Место, стр. 178

— Папа, — сказала Маша после того, как все насытились и Клава принялась собирать посуду, а Рита Михайловна вышла также по каким-то своим делам, — папа, пока вы съездите за Колей к Степану Ивановичу, я поеду к подруге в…— и она назвала город, отстоящий от Москвы по стоимости билета примерно на то же расстояние, как и то, куда мы собирались ехать.

— Ну что ж, — сказал журналист, ощущая в желудке сладкую тяжесть от вкусного обеда и отдавая внешнему миру, в данном случае в лице Маши, дочери его, благодарность за эту сладкую тяжесть, успокоившую на время тоскливую взвинченность, буквально пятнадцать минут назад из него выплеснувшуюся.

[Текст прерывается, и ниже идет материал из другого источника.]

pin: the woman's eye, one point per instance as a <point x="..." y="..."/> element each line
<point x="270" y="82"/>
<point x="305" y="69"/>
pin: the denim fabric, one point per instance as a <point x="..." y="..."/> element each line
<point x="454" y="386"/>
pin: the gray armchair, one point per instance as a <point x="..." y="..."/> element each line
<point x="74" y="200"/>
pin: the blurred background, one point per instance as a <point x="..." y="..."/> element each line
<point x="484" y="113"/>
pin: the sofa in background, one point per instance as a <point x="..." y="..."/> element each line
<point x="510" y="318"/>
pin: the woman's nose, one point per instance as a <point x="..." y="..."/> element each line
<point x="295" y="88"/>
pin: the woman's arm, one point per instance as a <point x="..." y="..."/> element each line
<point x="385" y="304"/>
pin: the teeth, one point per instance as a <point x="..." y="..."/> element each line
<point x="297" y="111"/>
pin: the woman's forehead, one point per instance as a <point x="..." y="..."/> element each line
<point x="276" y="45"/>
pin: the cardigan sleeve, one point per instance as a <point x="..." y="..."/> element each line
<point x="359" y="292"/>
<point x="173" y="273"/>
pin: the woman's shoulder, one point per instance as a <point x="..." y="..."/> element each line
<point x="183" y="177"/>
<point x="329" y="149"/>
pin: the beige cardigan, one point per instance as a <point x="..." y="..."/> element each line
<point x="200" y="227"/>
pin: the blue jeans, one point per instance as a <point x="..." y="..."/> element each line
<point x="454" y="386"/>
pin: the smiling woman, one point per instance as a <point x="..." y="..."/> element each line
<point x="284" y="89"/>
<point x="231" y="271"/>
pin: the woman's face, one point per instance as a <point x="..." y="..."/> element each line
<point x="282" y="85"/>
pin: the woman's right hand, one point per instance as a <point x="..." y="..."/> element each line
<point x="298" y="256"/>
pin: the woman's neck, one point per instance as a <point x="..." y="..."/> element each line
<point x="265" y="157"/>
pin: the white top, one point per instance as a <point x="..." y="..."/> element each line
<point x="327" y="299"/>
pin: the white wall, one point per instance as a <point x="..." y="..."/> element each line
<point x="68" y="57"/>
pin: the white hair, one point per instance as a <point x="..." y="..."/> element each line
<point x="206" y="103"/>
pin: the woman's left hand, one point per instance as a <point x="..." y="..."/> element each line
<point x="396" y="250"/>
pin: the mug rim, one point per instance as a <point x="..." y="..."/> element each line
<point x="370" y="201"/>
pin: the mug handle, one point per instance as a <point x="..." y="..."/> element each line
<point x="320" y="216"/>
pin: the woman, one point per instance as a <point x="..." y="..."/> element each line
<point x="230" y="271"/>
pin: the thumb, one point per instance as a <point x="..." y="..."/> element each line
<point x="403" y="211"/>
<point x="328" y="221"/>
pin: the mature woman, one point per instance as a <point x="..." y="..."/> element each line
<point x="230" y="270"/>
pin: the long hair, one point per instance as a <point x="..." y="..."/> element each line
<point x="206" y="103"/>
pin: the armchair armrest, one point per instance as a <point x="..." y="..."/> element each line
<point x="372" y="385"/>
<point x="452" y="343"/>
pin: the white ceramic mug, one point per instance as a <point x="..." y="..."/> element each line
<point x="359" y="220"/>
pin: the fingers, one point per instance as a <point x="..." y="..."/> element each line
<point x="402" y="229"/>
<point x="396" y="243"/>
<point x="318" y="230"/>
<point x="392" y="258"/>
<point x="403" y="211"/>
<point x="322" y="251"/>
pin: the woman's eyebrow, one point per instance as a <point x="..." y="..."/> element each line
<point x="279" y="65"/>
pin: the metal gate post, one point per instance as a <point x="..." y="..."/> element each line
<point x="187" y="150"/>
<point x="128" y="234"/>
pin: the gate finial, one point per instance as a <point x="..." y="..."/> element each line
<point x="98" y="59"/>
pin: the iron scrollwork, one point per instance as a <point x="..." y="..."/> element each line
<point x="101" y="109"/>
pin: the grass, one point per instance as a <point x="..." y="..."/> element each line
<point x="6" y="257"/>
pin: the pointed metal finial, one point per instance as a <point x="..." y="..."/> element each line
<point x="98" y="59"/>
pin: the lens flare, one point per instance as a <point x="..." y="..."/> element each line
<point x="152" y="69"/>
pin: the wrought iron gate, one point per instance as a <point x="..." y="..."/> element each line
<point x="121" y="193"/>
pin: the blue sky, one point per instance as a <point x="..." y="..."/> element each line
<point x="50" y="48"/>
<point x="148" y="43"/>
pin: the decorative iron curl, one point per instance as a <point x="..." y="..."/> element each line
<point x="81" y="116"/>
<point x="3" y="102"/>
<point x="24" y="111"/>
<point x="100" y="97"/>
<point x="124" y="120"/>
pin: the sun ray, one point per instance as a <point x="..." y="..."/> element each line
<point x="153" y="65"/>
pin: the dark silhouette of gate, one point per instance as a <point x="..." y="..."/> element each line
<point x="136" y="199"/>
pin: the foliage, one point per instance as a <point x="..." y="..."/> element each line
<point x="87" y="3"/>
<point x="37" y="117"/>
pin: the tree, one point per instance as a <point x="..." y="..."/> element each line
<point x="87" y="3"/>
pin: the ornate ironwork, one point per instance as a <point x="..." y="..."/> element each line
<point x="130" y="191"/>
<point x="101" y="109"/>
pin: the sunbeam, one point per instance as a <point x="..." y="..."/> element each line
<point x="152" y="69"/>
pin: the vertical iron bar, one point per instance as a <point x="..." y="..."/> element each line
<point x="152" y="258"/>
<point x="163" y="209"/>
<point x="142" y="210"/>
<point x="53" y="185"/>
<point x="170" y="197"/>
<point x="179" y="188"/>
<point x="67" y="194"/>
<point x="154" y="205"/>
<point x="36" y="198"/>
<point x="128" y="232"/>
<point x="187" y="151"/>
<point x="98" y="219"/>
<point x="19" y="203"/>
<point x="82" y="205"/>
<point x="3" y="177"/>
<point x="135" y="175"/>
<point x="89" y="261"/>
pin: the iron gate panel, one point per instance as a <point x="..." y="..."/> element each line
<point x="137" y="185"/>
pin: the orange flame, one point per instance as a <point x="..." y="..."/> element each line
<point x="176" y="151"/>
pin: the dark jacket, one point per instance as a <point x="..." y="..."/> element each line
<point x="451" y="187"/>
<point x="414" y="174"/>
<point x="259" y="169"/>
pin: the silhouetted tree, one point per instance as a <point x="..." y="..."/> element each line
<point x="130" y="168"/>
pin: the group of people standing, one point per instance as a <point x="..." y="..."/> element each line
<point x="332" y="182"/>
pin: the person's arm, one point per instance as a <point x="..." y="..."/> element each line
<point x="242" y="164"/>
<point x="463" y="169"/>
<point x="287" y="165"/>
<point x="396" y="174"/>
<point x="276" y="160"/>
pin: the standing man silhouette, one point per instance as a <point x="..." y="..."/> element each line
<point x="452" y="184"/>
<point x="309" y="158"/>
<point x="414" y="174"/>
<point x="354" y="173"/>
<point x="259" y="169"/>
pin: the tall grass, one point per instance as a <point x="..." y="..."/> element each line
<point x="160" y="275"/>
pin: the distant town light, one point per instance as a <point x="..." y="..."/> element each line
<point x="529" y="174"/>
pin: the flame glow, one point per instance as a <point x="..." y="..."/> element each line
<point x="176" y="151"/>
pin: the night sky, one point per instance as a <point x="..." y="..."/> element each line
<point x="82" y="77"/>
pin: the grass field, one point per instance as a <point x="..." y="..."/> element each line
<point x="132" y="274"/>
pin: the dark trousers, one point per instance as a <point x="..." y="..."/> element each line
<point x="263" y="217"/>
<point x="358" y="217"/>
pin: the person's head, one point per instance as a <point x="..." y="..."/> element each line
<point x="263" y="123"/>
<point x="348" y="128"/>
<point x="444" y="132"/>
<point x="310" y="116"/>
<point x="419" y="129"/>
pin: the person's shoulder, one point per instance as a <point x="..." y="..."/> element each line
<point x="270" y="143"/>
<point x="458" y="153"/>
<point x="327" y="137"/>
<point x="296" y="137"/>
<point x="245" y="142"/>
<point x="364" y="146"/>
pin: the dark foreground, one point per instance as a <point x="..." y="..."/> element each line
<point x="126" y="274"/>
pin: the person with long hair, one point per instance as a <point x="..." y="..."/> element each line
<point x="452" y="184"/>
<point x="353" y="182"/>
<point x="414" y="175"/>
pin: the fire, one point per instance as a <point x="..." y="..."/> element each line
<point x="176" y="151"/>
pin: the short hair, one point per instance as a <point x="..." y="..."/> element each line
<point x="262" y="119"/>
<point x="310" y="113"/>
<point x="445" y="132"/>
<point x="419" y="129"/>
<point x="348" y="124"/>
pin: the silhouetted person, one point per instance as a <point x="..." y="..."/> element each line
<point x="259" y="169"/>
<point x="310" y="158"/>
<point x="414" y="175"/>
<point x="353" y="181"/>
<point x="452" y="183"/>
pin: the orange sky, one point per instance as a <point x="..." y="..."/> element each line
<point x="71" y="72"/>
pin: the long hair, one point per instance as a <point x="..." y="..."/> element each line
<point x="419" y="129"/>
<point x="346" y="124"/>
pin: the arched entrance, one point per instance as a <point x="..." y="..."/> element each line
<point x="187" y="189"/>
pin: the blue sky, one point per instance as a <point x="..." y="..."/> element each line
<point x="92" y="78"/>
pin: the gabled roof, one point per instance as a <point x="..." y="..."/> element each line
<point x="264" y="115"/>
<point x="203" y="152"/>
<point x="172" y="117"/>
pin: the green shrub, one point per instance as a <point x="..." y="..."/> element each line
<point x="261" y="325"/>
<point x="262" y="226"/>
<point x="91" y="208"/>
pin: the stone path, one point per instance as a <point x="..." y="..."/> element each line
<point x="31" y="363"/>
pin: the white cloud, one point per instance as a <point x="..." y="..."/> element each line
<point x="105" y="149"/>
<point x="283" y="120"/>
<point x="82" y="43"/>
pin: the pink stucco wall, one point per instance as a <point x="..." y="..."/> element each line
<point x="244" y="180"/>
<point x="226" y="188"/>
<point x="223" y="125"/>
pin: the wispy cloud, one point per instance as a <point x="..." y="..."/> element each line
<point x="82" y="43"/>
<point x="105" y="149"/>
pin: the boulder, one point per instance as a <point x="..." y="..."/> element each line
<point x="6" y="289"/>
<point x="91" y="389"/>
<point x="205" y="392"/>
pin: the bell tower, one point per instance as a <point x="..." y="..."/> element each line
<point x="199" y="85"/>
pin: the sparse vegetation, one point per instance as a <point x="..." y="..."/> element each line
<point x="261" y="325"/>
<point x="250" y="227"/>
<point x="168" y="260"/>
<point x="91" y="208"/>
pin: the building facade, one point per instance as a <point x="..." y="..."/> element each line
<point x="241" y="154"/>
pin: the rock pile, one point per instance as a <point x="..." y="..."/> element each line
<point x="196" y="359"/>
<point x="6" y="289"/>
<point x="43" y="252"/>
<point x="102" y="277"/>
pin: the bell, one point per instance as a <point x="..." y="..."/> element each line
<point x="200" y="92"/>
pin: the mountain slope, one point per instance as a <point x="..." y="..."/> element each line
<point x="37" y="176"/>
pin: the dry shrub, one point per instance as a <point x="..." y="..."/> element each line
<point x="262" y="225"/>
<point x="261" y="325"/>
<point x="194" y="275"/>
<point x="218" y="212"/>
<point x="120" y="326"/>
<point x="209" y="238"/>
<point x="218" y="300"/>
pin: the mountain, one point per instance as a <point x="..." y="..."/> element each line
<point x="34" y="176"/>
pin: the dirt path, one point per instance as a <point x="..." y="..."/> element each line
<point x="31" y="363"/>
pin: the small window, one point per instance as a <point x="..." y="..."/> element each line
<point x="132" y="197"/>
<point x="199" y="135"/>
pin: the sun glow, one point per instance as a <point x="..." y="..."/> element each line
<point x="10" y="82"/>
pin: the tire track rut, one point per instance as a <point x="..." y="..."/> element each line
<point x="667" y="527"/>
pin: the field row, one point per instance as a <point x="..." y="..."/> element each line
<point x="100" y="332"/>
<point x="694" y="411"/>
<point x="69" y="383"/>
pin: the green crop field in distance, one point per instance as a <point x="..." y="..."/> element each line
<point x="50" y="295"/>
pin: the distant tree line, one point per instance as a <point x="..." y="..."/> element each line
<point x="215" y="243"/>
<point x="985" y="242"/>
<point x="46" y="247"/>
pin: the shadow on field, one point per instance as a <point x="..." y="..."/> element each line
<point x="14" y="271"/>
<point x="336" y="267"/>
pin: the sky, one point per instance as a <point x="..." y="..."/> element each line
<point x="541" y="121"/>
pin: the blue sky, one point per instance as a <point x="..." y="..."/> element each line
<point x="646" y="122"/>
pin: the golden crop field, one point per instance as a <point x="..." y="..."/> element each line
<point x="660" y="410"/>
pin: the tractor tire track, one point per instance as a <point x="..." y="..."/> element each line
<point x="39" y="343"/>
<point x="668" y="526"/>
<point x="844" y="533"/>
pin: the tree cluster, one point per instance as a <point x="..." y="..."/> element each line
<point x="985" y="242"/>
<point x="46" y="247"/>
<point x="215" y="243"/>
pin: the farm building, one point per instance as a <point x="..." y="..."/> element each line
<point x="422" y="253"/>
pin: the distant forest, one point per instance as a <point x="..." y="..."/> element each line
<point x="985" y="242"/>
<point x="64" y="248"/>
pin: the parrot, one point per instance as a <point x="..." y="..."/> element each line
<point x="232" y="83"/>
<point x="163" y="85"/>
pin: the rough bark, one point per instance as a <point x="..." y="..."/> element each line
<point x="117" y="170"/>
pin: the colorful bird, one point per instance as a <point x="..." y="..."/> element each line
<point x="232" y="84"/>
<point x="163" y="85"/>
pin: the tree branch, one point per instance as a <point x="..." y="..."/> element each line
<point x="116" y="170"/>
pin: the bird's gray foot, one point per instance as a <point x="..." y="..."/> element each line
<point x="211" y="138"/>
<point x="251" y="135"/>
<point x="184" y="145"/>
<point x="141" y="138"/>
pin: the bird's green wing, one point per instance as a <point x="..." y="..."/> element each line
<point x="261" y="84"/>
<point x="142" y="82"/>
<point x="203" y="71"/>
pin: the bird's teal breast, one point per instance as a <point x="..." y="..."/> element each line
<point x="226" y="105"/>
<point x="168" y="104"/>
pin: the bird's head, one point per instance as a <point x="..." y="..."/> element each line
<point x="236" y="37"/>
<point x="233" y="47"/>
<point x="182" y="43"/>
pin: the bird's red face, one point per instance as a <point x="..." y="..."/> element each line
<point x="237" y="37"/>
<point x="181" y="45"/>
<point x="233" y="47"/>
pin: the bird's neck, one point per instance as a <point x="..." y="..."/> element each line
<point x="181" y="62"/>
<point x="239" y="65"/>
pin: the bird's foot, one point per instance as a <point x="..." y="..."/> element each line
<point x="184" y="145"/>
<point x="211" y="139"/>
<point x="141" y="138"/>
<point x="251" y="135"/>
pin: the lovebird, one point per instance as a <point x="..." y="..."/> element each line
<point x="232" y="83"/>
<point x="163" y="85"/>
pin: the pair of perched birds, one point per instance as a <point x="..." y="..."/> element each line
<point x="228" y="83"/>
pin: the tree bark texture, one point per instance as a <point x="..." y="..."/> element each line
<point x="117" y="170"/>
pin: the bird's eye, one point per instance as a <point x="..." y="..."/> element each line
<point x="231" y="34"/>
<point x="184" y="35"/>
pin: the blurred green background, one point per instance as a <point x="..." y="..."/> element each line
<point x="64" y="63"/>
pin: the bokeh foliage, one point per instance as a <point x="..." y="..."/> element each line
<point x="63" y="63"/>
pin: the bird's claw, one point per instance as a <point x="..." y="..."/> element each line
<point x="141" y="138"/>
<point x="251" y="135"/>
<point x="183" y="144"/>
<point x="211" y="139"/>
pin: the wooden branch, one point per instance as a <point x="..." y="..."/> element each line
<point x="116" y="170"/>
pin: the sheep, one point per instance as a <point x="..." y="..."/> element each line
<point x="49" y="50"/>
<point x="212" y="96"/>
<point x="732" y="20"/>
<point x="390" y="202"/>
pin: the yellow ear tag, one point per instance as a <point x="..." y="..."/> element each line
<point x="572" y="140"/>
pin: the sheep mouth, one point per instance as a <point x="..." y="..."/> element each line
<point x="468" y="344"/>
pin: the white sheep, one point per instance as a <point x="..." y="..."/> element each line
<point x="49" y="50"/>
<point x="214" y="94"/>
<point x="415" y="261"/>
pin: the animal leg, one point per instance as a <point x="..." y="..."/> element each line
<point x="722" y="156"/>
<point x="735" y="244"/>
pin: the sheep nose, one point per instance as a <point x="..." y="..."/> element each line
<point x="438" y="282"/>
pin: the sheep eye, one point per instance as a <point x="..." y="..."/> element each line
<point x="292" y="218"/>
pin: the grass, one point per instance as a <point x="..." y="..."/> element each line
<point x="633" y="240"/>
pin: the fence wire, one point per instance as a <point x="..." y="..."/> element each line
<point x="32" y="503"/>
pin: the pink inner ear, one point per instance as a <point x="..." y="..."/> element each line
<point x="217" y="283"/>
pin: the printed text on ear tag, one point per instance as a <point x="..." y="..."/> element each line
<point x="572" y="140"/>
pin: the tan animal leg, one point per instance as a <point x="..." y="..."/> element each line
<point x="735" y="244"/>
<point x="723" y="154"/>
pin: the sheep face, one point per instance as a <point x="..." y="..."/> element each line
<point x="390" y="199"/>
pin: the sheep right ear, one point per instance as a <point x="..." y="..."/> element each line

Явью для журналиста, безусловно, были идеи, но ему приятен был и сон. Насладившись идеей-явью, он сейчас нуждался в бытовом сне, и все, что этому способствовало, он воспринимал приятно и благодушно.

— Ну что ж, — сказал журналист, — поезжай, отдохни, — и он протянул руку в сторону от стола.

Маша сразу же поняла его жест, вскочила и принесла висящий в передней на плечиках плотный повседневный его любимый пиджак с махровым ворсом, в котором он несколько раз выступал по телевидению, предпочтя этот пиджак своим модно сшитым костюмам. В этом пиджаке, а также в грубом свитере (его стиль) были, главным образом, сделаны его снимки, публикующиеся в центральной и зарубежной прессе. Костюмы же он надевал скрепя сердце и только в случаях официальных и государственных. Журналист полез в боковой карман, достал бумажник и протянул Маше несколько крупных купюр. Вошла Рита Михайловна.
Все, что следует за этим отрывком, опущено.